ENSCO PLC (NYSE:ESV) is one company that has been posting an outstanding performance, despite being in the highly volatile Oil & Gas industry. While the companies in this industry are just starting recover from the blow of declining oil prices, Ensco is improving upon its EPS. Analysts believe that the company would post an EPS of $0.7 per share for the current quarter and $4.11 for the FY2015.
Ensco has recently been focusing on cost effective operation. The company has decided that it would be adjusting its reporting structure for global operations to just three business units as compared the previous structure of five business units.

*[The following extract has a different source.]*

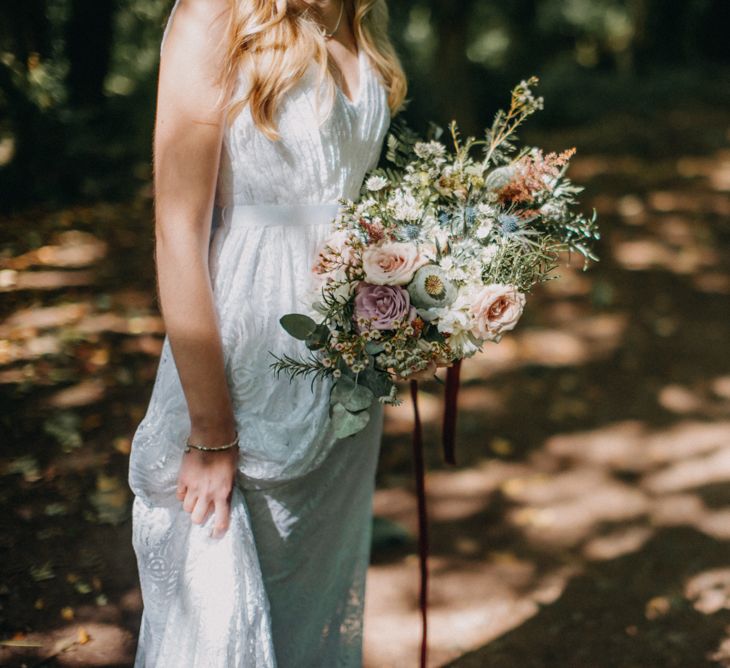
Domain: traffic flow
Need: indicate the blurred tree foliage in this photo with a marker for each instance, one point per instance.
(77, 77)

Furthermore, the company expects to increase $30 million in annual savings, by cutting support positions down by 14%. The recent cuts in expenditures from the company come after the oil & gas industry took a severe blow from declining oil prices. A number of large oil & gas companies have been exercising cost control to maximize their margins per barrel, which is not very favorable to the contractual drilling services.
Ensco had previously announced that it would be reducing $27 million in onshore rightsizing along with a 9% in labor costs. However, under the new business plan, the company would be targeting to save $57 million annually, while saving 15% in labor costs. Although, Ensco is well positioned to improve its revenues from contractual offshore drilling projects, but the company is still exercising cost effectiveness to ensure maximum value for shareholders. In the near-term, Ensco does not have a very high prospect of increasing its revenues, but once the oil & gas companies have made their recovery, Ensco can be well prepared to take advantage of the situation. At the moment, Zack’s rates ESV a strong hold, yet at the same time it places the oil & gas industry at number-3 in the drilling space.
ENSCO PLC (NYSE:ESV) closed at the end of the September 15 session, with the addition of 4.66% to its share value, to reach a share price of $16.41.